The biggest exhibition was The Art of the 60s, which seemed a little tired. What had been shocking half a century ago now seems safely tucked up in bed with art history.
At the New Gallery, the contemplative exhibition by Wolfgang Laib - which used masses of soft, yellow, sweet-scented pollen - lingers in the memory.
The Walters Prize Show, which might have been controversial, passed almost without notice.
The best things that came to us from overseas in the dealer galleries were works from our own Jacqueline Fraser, whose stylish show was satire on being stylish, and Tony Oursler, whose speaking heads, created using projection, spoke movingly of the nature of suffering and isolation.
From the mass of art offered at the galleries, much of it interesting, some names emerged leading the charge.
Rohan Wealleans, with his layered paint and his excavating, cutting and slashing, had two exhibitions and carried off the valuable Wallace Award with a big torso-like object swinging from a gallows.
The Wallace Award produced a lively exhibition of finalists, and the works sat well in the Aotea Centre and the Wallace Gallery.
Also at the cutting edge was the work of Sara Hughes, whose vivid, angular explosions launched themselves across the walls of the Gow Langsford Gallery and provided a visual counterpart for the millions of electronic messages constantly flashing around the world.
An established artist who maintained his reputation was Paul Dibble, whose skill in casting bronze gave strength to his huge sculptures, which seemed to sum up Pacific life and history in their powerful curves.
Another was Peter Robinson, finalist in the Walters Award, who filled Artspace with a great, romping, comic sculpture in polystyrene.
For the rest there was masses of good work of a standard astonishing for a city the size of Auckland. A few artists grappled with themes on a deeper level, notably Seraphine Pick and Richard Lewer.
The year saw the death of Trevor Moffit, an artist underrated here, who in his strong, rough, forceful way made memorable images from New Zealand legend and history.
There were some surprises. Tom Mutch - bard of Taranaki and the Coromandel - went his highly individual way by staging a show of painting and sculpture in a studio in Karangahape Rd.
Alice Blackley wove word-spells at the Bath Street Gallery in her unobtrusive way, and Jonathan Campbell created an unexpectedly stunning exhibition by casting kettles and teapots and power cords in bronze at Oedipus Rex Gallery.

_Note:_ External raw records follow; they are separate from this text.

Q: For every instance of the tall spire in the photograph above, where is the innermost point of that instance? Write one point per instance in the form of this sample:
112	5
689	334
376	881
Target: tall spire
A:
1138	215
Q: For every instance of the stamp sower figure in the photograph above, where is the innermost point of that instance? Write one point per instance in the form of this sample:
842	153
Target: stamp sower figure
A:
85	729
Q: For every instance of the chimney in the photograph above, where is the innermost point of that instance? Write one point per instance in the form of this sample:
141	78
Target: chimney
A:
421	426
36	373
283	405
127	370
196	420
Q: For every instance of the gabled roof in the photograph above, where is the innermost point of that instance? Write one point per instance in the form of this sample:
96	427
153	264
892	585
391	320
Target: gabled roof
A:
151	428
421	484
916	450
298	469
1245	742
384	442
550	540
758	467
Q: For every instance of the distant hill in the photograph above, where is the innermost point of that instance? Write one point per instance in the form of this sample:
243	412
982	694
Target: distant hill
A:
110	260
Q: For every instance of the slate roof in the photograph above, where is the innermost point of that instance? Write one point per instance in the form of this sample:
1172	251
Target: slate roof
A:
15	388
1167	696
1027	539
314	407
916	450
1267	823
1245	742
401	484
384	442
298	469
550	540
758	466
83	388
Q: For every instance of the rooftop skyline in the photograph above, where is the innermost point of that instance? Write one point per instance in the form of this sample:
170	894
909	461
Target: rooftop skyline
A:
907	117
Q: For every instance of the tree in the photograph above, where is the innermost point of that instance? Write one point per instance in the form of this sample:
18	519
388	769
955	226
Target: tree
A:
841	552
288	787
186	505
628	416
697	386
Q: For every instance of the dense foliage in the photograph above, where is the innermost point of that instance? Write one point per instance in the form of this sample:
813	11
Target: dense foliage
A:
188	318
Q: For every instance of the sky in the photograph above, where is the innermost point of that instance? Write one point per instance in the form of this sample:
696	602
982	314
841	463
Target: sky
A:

Throughout the year hundreds of artists have had the bravery to put their hearts and souls on the walls of galleries for the public to accept, reject or pass opinions on. These acts of courage give metaphorical force to what seemed frivolous performance art by Martin Creed, the visiting English artist. When he filled a gallery with balloons, opened the door and let them float off to their fate, it was like our artists sending their work into the world and adding enormously to the life of the city.